Hoe ziet een leercultuur eruit?

Mijn zelfstudietijd - dat is de tijd waarin ik mijn ervaringen over softwareontwikkeling uitwerk in blogs als deze - is mij heilig. De afgelopen jaren heb ik gemerkt dat als je structureel de tijd neemt om je kennis te verbreden en te verdiepen (en te documenteren!), dit zich met rente terugbetaalt in je productiviteit als ontwikkelaar.
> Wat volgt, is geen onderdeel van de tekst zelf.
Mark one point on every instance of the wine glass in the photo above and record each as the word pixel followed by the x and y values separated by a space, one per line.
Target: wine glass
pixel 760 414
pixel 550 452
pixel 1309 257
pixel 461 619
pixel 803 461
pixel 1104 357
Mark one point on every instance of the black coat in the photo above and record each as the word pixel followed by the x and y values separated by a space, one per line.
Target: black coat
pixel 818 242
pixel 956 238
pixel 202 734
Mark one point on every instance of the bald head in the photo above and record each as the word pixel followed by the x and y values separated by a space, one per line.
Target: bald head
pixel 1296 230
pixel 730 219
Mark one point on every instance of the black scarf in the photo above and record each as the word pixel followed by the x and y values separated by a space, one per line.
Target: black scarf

Dat inzicht is een cadeau dat ik mijn collega’s van harte gun. Nieuwe dingen leren en - net zo belangrijk! - die kennis met je collega’s delen is iets wat helaas nog veel te weinig gebeurt op onze afdeling.

Tweederangsburgers

Zelfstudieprojecten zijn bijvoorbeeld tweederangsburgers onder de werkzaamheden - iets waar je aan toekomt als al het andere af is. Ze worden alleen gepresenteerd tijdens voortgangsgesprekken met de leidinggevende, en dat ook alleen omdat het moet. Congressen worden mondjesmaat bezocht, de boel draaiende houden heeft meestal een hogere prioriteit.
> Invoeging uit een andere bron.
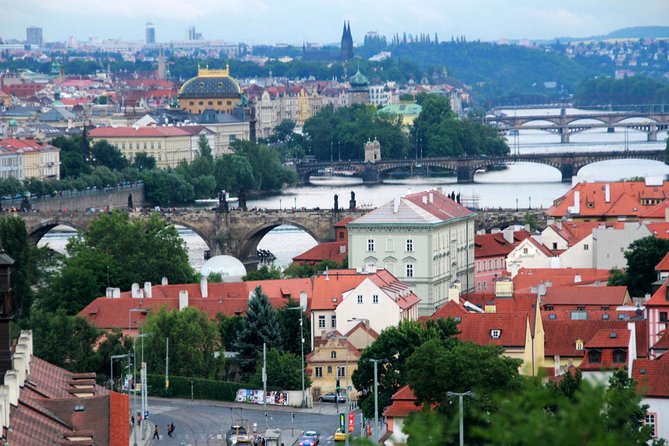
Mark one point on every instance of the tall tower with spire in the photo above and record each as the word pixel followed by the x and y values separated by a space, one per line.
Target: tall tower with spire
pixel 346 49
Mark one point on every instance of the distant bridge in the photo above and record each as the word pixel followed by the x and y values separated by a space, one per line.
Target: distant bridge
pixel 567 163
pixel 567 124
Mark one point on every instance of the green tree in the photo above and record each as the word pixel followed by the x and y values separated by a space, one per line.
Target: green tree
pixel 283 371
pixel 261 326
pixel 117 250
pixel 642 255
pixel 394 346
pixel 193 346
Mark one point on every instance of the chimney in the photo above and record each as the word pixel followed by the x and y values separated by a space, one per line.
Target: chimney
pixel 183 299
pixel 303 300
pixel 135 293
pixel 508 234
pixel 19 362
pixel 12 381
pixel 4 406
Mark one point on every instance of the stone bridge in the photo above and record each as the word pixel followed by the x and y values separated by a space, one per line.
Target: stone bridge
pixel 567 163
pixel 237 233
pixel 567 124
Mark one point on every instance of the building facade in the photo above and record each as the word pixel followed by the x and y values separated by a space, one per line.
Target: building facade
pixel 426 240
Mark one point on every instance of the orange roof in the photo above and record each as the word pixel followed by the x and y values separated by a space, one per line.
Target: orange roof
pixel 495 245
pixel 624 199
pixel 531 277
pixel 652 376
pixel 586 295
pixel 664 263
pixel 660 298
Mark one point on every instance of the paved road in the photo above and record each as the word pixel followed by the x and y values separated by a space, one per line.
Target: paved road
pixel 205 422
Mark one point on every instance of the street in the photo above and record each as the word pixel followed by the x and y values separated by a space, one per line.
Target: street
pixel 206 422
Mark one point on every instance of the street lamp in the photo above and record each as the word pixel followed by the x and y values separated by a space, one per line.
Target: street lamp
pixel 460 395
pixel 376 398
pixel 304 404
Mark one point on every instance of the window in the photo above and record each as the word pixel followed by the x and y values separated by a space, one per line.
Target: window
pixel 595 356
pixel 619 356
pixel 650 421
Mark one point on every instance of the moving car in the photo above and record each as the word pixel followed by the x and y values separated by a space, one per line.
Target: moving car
pixel 310 438
pixel 330 398
pixel 339 435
Na ongeveer een jaar aan Developer Meet-ups organiseren, trek ik de conclusie dat aanzienlijk deel van mijn collega’s de tijd niet kan (of wil?) vinden om een uurtje naar de presentatie van een collega te luisteren - zelfs niet als daar een borrel op volgt. Over zelf presenteren zal ik het niet eens hebben.

(Mijn waardering voor de collega’s die wel altijd op komen dagen en die - bevlogen of schoorvoetend - hebben verteld over wat hen enthousiast maakt in softwareontwikkelland, is daardoor overigens alleen maar gegroeid!)
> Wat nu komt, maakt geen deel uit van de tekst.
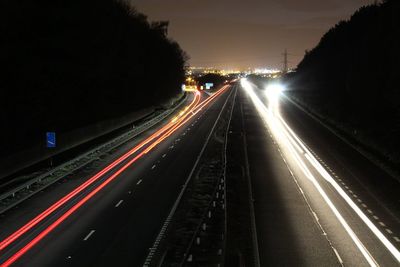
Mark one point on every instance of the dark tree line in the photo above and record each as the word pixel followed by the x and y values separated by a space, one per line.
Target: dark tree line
pixel 66 64
pixel 353 74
Naar de oorzaak daarvan is het gissen. Het zal wat te maken hebben met druk om features op te leveren, de mate waarin je door leidinggevenden op je prestaties wordt beoordeeld in plaats van je ontwikkeling, de perceptie van psychologische (on)veiligheid, zelfvertrouwen, of een gebrek aan intrinsieke motivatie. - Maar waarschijnlijker: een beetje van dat allemaal, en nog een heleboel dingen die ik gemist heb.

Lang verhaal kort: er valt, in cultureel opzicht, nog een boel te winnen op de werkvloer.

Hoe dan wel?

Want dat dit een cultureel probleem is, staat voor mij als een paal boven water. Er is geen werkgroep of digitaal leerplatform (spoiler: er is al een digitaal leerplatform - alleen had ik daar tot een maand geleden ook geen weet van, en dat wil ook wat zeggen) of anderssoortige managementinterventie die die winst op korte termijn gaat boeken.

Eerlijk gezegd heb ik ook geen idee hoe je die cultuurverandering teweeg zou kunnen brengen - en tegen welke prijs. Daar wil ik het ook niet over hebben, eigenlijk (nu nog niet, in elk geval).

Ik wil het hebben over de vraag: hoe dan wel? Als ik een ideale bedrijfscultuur voor elkaar zou kunnen toveren, hoe zou die er dan uitzien?

Eersterangs

Duidelijk is, dat leren hierin centraal zou staan.

Zelfontwikkeling zou een eersterangsburger zijn. Verstandige spaarders zetten hun geld opzij aan het begin van de maand; wie spaart wat overblijft aan het eind van de maand, spaart effectief niks. Net zo vergaat het met de zelfstudieprojecten van elke ontwikkelaar. Iedereen ruimt een vaste tijd in de Sprint in om hiermee bezig te zijn.

Dit wordt gestimuleerd door het management van de IT-afdeling. Wie geen tijd besteedt aan zelfstudie, zal daar vroeg of laat met zijn leidinggevende over in gesprek moeten gaan - niet om te veroordelen, maar om erachter te komen wat er voor nodig is om iemand wél zo ver te krijgen. Stakeholders zullen onvermijdelijk druk uitoefenen om features te leveren, maar, gesteund door het management, zullen de teams die druk binnen de perken houden.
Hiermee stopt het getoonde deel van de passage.